The cover should give it away. This isn't the story of Walt Disney World, this is the story of Epcot and everything that attempted to personify the Experimental Prototype Community of Tomorrow as relayed by Walt. It seems, in fact, that Disney-MGM Studios and Disney's Animal Kingdom, neither portrayed in a very favorable light, are mentioned only out of courtesy.
Another issue I take up with this book is Koenig (and having read both Mouse Tales and Mouse Under Glass, I can say I'm a fan of his work) has a really difficult time being objective. The re-occurring theme in this book is how 'big-egoed' Michael Eisner virtually destroyed all that was good about the company with his bottom-line thinking, despite having spent many pages prior to Eisner's introduction talking about how the company as a whole was hemmoraging money left and right. Koening seems to have issue that Eisner took the only profitable division of the company (and yet not profitable enough to keep the company alive) and managed to yield more profits from it. At what cost? Enough to keep the Disney company around. Koenig inexplicably leaves out various items that wouldn't support his findings. How is it possible that a company bent on cutting costs everywhere would constantly be spending more money to revamp attractions, either favorably or not (Koenig harps on the Enchanted Tiki Room: Under New Management, but doesn't explain why it wasn't changed at Disneyland - in fact, under Eisner's reign, Disneyland's went under a major refurbishment to restore the original attraction). The problem with Koenig's reporting here is evident enough: it directly blames Eisner when something happens that he doesn't like, but when something does happen that he's in favor of, it's serendipitous or - in the case of Alien Encounter becoming Stitch's Great Escape -'prophetic' that better things are to come once Iger steps in. Again, completely ignoring that newer attractions such as Expedition Everest happened under Eisner's reign as well. Not to say that Eisner was perfect, but give credit where credit is due. It's just become the popular thing to blame him when something you don't like happens but give out credit like candy to everyone else when something you do like happens.

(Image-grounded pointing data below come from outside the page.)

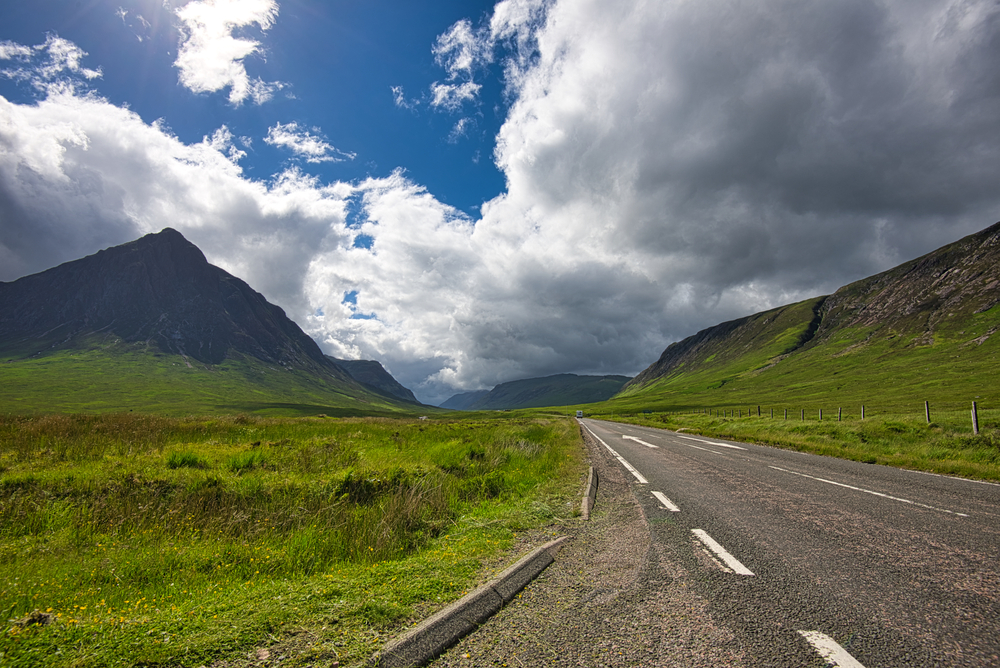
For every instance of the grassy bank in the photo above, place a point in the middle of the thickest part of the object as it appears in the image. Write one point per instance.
(128, 540)
(946, 445)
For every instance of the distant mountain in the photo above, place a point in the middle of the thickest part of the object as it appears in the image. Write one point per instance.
(465, 400)
(373, 375)
(565, 389)
(158, 296)
(924, 327)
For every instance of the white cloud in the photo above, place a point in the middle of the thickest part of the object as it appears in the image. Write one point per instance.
(668, 165)
(453, 96)
(304, 144)
(400, 99)
(210, 57)
(49, 66)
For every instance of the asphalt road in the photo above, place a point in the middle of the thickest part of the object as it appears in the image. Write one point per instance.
(814, 561)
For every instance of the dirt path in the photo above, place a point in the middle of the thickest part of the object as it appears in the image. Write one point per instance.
(612, 598)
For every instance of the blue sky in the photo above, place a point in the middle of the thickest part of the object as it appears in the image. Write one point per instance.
(473, 193)
(338, 62)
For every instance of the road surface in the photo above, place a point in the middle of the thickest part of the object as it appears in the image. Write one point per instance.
(814, 561)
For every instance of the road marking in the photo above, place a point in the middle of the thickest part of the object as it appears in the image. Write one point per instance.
(835, 655)
(700, 448)
(951, 477)
(639, 440)
(701, 440)
(667, 503)
(720, 552)
(868, 491)
(631, 469)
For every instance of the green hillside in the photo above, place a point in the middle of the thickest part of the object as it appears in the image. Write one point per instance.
(564, 389)
(123, 377)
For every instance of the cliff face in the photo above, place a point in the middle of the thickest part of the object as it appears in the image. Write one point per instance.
(374, 375)
(912, 301)
(159, 289)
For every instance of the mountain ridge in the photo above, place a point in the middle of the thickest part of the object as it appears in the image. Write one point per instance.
(943, 298)
(564, 389)
(159, 296)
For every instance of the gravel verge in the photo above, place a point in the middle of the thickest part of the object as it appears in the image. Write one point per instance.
(613, 597)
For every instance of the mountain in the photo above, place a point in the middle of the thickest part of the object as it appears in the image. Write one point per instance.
(923, 328)
(565, 389)
(465, 400)
(135, 324)
(374, 376)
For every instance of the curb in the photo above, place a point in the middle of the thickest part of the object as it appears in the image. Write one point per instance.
(443, 629)
(589, 495)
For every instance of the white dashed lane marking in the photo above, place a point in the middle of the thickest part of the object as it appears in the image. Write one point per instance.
(631, 469)
(730, 561)
(667, 503)
(639, 440)
(834, 655)
(701, 440)
(872, 492)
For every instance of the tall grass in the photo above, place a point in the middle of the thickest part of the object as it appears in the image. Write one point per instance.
(124, 528)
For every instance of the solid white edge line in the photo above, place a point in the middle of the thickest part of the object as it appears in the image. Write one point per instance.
(720, 552)
(631, 469)
(667, 503)
(701, 440)
(640, 441)
(830, 650)
(872, 492)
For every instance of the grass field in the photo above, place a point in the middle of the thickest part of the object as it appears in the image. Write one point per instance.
(129, 539)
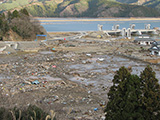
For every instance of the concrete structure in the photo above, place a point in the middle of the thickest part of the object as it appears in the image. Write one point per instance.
(155, 49)
(116, 31)
(100, 27)
(144, 40)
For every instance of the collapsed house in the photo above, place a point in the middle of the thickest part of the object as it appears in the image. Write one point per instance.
(144, 40)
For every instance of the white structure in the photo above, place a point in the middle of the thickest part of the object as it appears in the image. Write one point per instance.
(129, 33)
(155, 49)
(144, 40)
(132, 26)
(124, 32)
(148, 26)
(100, 27)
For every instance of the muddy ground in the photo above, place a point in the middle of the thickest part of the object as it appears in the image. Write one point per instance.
(73, 79)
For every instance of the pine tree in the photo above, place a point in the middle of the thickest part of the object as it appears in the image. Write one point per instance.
(123, 97)
(150, 97)
(134, 98)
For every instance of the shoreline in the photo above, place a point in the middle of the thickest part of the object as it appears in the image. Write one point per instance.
(50, 19)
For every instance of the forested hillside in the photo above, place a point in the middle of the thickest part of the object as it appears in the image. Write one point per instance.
(81, 8)
(90, 8)
(18, 25)
(153, 4)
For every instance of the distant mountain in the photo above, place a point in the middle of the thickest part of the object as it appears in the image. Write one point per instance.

Ultimately - and still in respect to Eisner - this book reads as if Koenig was expecting (and rightfully so at the time) Disney to gloss over the 25th Anniversary of Epcot. While never explicitly mentioning it (although it wouldn't surprise me if earlier drafts did), he begins digging at it by mentioning how a Disneyland promotion was so succesful, that Eisner decided to milk it by celebrating virtual non-events like WDW's 15th.
This book is an ode to Epcot which happens to cover the Magic Kingdom simply because it's almost considered to be Epcot:Phase I here. All that aside, there is plenty of information to be found here that isn't found elsewhere. It's a decent read. I was hoping more for what one would expect having read Mouse Tales and the few such items that are mentioned seem a tad out of place given the full context of the book, but it's still worthy a read. As long as you forget there are other parks after it.
A much fairer review of Eisner (both good and bad) can be found in books like Disney War, but certainly not here.